This will be my last day on a series of posts on the difficult issue of marriage, sex, the Church’s teachings, and particularly the very difficult issue of same-sex marriage (ssm) and its civil recognition. My effort has been to establish a dialogue that is respectful and charitable, and to present the anti-ssm argument and the Church’s teachings on the moral meaning of human sexuality in a clear respectful manner.
Yesterday I gave in short, summary form the essential teaching of the Church on sexual morality: sex as a meaningful act in which our embodied humanity reflects the life of the Trinity in the mode of the flesh. Hence sex must be loving, committed, exclusive and open to life, or it is not a true reflection of God’s life and love.
I hope everyone realizes that I have given this teaching in a short summary form (all that is possible in the blog format, right?). Many, many books have been written that go into this in much greater depth and argumentation; I don’t have a ready-made bibliography to provide, but will cobble something together in the next days and put it up as a post. If you are a committed Catholic but find these teachings truly hard to take, you might want to read one or two books about them, just in the interest of unity and fairness.

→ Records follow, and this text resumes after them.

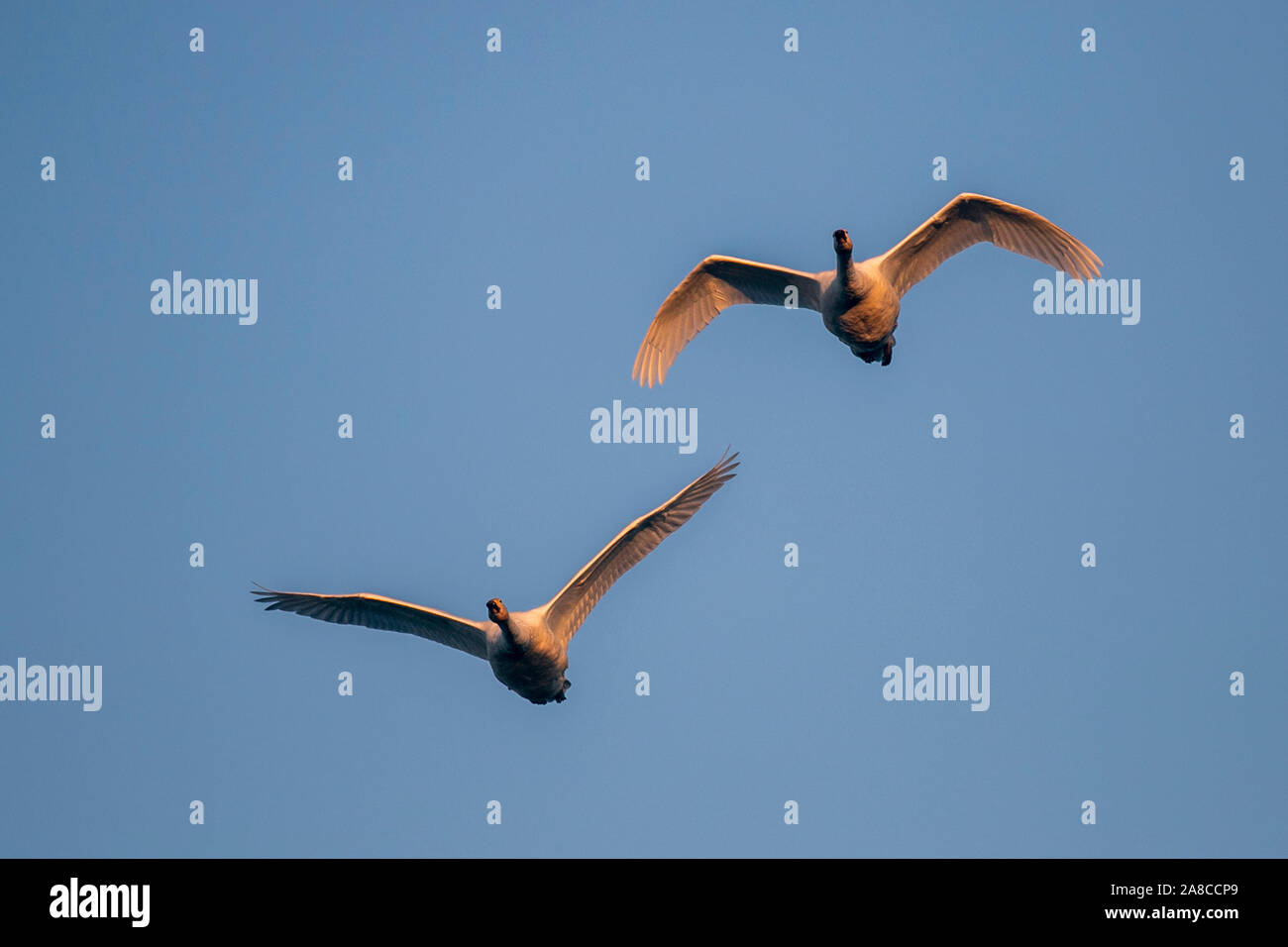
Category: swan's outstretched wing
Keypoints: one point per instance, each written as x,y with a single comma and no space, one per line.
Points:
713,285
385,613
567,609
969,219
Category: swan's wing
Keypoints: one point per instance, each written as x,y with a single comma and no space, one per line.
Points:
567,609
969,219
713,285
385,613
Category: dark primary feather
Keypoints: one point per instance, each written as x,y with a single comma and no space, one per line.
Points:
384,613
567,609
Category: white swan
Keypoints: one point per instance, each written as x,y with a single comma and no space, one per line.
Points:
859,300
528,651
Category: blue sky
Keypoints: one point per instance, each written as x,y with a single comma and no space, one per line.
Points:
472,425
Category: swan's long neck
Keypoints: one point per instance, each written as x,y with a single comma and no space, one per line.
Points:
507,633
848,274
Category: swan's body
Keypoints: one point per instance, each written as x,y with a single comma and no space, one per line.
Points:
528,651
859,302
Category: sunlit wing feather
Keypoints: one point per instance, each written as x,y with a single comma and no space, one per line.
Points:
969,219
384,613
568,609
713,285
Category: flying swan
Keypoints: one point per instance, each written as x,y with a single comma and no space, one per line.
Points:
859,300
528,651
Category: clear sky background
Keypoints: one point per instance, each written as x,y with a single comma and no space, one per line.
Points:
473,427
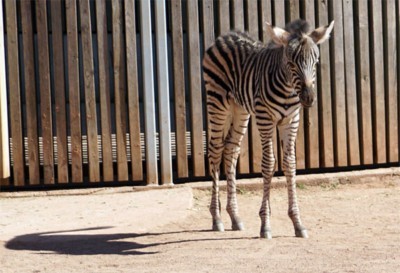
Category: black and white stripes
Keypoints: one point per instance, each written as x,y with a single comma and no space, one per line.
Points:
243,77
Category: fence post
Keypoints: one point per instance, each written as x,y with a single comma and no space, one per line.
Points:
163,93
4,145
148,91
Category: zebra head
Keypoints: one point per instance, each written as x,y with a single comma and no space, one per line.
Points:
301,54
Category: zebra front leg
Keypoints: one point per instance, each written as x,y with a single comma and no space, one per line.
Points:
288,134
233,140
268,167
215,150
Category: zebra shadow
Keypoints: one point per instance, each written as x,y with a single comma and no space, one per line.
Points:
76,242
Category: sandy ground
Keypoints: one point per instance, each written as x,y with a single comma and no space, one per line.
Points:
352,228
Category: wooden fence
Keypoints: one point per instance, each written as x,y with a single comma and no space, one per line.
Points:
103,91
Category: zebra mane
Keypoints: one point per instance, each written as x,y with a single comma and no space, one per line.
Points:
298,27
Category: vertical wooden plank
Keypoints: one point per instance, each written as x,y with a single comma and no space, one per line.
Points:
163,92
351,91
238,15
30,93
90,100
119,90
325,92
196,102
279,13
148,91
179,89
255,140
223,16
364,83
266,16
14,89
378,90
45,92
104,90
59,91
4,140
339,113
391,80
238,24
311,115
74,92
133,91
208,23
294,10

OK – so in this last post I want to change the subject a bit. Because of course there is this reality that a significant population of the world is not sexually attracted to the opposite gender. Statistics vary, but the most generous reliable statistic I have read is 3% of the population. That sounds small, but in Canada and the US that comes to about ten million people. And even if the number was much smaller yet, each of them is a precious, beloved, beautiful, good child of God, deserving of love and happiness, and made by God to live in the happiness and joy of communion with Him in the communion of the Church.
So we have two problems. First, the teaching itself (to which, as you may have figured out, I wholly ascribe) sounds hard and cold and loveless to many, condemning LGBTQ people to a lonely miserable life. Second, the LGBTQ population do not in general experience a loving welcoming attitude from Catholics, except from those Catholics who have distanced themselves from the Church’s teachings. These are both big problems.
Regarding the first, the best person I know trying to address it is Melinda Selmys, a lesbian converted to Catholicism who is married with six children. Her book Sexual Authenticity is well worth the price of buying, and moves the discussion forward in a way that I very much like. She has written that, in her view, the fundamental orientation of every human being is neither ‘straight’ nor ‘gay’. Our fundamental and first orientation is towards Christ, and not towards this or that expression of genital activity.
I think that is a deeply profound insight, one we all need to take to heart. Because one of the loaded words that tends to end conversations is the word ‘disorder’, that homosexuality is ‘disordered’. LGBTQ people are incensed at this, as what they hear is ‘you people are disordered! You people are broken, messed-up, no good!’ And of course, ‘Get away from us, you nasty disordered people.’
But if Selmys’ point is taken, then a conclusion follows. And I wish I could write this next sentence in words twenty feet high, flashing in neon, and written on the sky for all to see. I will settle for bold and italics. Everyone is disordered! Everyone. The Pope, the pastor, the family with twenty kids, the little old lady, the nun, the member of Madonna House, the young and in love couple, and yes, the gay guy and the lesbian gal. We are all disordered, until the grace of God puts us in order, and this order is not fundamentally a question of a change in sexual orientation but a true turning of our whole inner being to the Lord Jesus Christ, His love for us and our communion in Him.
The Church is just a bunch of disordered, messed-up people trying to get turned around to Jesus, and helped by His grace to do so. And I think this second problem, the lack of hospitality, welcome, human kindness that so many LGBTQ people say they have experienced in the Catholic Church, is something we have to address.
We are all sinners. My sin may not be your sin. Your sin may not be the sin of the gay or lesbian who walks into your parish tomorrow. But everyone one of us is a disordered mess, until God’s merciful love sets us in order. So… let’s be kind to one another, eh? In the end of our life we are not judged on how right our answers were, but on how loving we were.
I do believe the Church’s answers are right. I really do, you know. But in the end, it is the love with which we try to present those answers, and the way we treat people who are ‘different’ from us that matters most. Ultimately, it is a truly a question of love, but this love is not in its deepest level a matter of this or that sexual expression, but a matter of God in our human flesh, the Bridegroom embracing his Bride, which is each one of us male or female, the communion of love of the Trinity which He wants to be the communion of love of the Church.